Centrafrique : la violence et l’insécurité persistent, selon des experts de l'ONU

Mardi 6 Août 2013 - 4:30

Abonnez-vous

  • Augmenter
  • Normal

Current Size: 100%

Version imprimableEnvoyer par courriel

La sonnette d’alarme sur la situation des droits humains dans ce pays a été tirée le 5 août par un groupe d’experts indépendants des Nations unies. Ils ont exhorté les autorités centrafricaines actuelles à prendre des mesures pour mettre fin aux violations de ces droits maintes fois décriées

« Nous sommes gravement préoccupés par les allégations d’assassinats, d’actes de torture, de détentions arbitraires, de violences contre les femmes, de disparitions forcées, de justice populaire, ainsi que par le climat généralisé d’insécurité et par l’absence d’État de droit qui prévalent dans le pays depuis ces cinq derniers mois », ont déclaré les experts. Ils ont souligné que « l’État de droit est quasi inexistant », et que « les abus de pouvoir et l’impunité sont devenus la norme » en Centrafrique. Ils ont demandé de garantir que les responsables de ces actes ne restent pas impunis.

Le rapporteur spécial de l’ONU sur les exécutions extrajudiciaires, sommaires ou arbitraires, Christof Heyns, a souhaité qu’une enquête soit menée afin de punir les auteurs et autres commanditaires des violations des droits humains. « Il y a eu plusieurs assassinats, parfois en représailles après des incidents de justice populaire contre des membres de la coalition Séléka. Environ 46 cas auraient été documentés […]. Je lance un appel pour une enquête approfondie, transparente et indépendante sur tous les cas suspectés d’exécutions arbitraires pour identifier les responsables et les traduire en justice », a-t-il insisté.

Pour sa part, le rapporteur spécial sur la torture et autres peines ou traitement cruels, inhumains ou dégradants, Juan E. Méndez, a averti que la torture était « généralisée » et noté qu’au moins vingt-cinq personnes seraient mortes à la suite d’actes de torture et autres traitements inhumains ou dégradants. « J’exhorte les autorités à s’assurer que toute allégation de torture ou de traitement cruel, inhumain ou dégradant fera l’objet d’une enquête par les responsables de l’application des lois et que les auteurs de ces actes seront sanctionnés », a-t-il déclaré. Et d’ajouter que le droit international des droits de l’homme interdisait de « façon absolue et non dérogeable la torture et les autres peines ou traitements cruels, inhumains ou dégradants ».

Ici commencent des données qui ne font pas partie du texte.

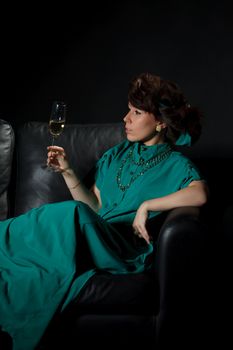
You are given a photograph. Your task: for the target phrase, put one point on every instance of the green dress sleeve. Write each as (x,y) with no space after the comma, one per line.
(192,173)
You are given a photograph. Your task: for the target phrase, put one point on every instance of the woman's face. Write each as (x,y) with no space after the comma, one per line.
(141,126)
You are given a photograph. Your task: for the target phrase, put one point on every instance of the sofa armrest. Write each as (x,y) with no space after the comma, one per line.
(179,257)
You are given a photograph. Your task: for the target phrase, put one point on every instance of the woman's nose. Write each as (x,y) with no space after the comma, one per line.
(127,117)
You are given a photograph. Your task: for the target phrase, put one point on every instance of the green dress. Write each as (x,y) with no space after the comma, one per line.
(41,270)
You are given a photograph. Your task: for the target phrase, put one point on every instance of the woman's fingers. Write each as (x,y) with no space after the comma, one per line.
(142,233)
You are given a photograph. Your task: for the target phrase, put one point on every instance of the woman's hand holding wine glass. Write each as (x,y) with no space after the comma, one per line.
(57,159)
(56,155)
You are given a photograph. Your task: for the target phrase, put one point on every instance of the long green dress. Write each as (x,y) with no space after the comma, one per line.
(40,270)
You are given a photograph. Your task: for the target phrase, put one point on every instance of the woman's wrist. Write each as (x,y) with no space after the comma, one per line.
(67,171)
(144,206)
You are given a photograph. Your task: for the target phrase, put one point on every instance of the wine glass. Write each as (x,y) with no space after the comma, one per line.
(57,119)
(56,123)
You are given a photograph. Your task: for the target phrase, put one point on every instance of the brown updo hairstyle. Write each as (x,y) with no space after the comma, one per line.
(167,102)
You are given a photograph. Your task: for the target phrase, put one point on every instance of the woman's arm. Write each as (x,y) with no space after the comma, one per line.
(195,195)
(57,160)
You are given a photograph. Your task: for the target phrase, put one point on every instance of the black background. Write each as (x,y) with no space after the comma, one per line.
(86,56)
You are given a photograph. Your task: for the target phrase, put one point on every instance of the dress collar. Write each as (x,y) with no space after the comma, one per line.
(143,152)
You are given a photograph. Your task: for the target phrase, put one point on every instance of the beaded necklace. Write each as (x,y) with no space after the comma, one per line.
(145,164)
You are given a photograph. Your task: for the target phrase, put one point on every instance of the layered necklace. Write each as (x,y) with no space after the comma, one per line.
(144,166)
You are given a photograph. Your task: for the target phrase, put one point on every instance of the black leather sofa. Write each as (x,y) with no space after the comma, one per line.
(167,306)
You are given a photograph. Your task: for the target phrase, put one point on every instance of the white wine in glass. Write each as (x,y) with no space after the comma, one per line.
(56,123)
(57,119)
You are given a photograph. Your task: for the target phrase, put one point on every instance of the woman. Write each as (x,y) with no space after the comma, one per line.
(41,269)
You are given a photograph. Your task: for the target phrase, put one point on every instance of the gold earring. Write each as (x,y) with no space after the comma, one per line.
(158,128)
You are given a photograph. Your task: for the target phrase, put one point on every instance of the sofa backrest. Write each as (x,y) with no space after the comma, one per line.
(6,156)
(84,145)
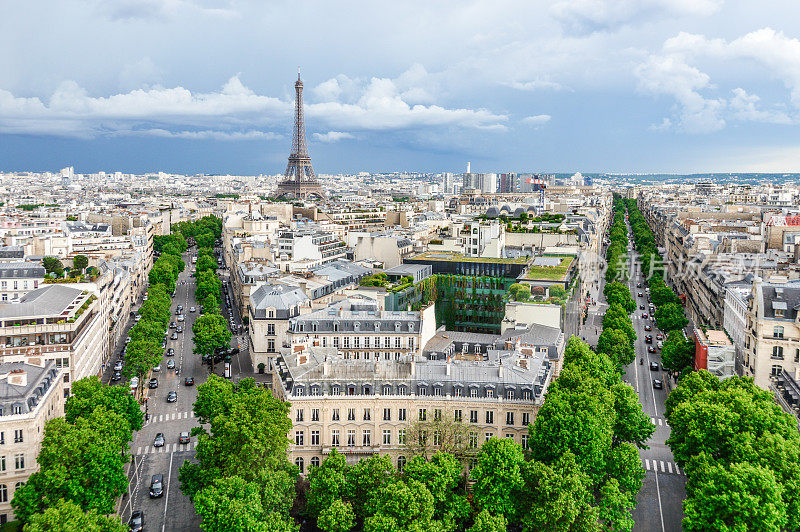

Le groupe de travail des Nations unies sur les disparitions forcées ou involontaires a reçu des allégations de disparitions forcées. Le groupe d’experts a exprimé sa profonde préoccupation face aux allégations selon lesquelles nombre de civils ainsi que d’officiers et de soldats de l’armée centrafricaine auraient été enlevés par des groupes armés de Séléka. Le 14 avril 2013, un sergent-chef du bataillon amphibie et un soldat de première classe de la garde de l’ex-président auraient été arrêtés et emmenés vers une destination inconnue. « Tout acte de disparition forcée est une offense à la dignité humaine et aucune circonstance quelle qu’elle soit ne peut être invoquée pour justifier ce crime abominable », a rappelé le groupe de travail.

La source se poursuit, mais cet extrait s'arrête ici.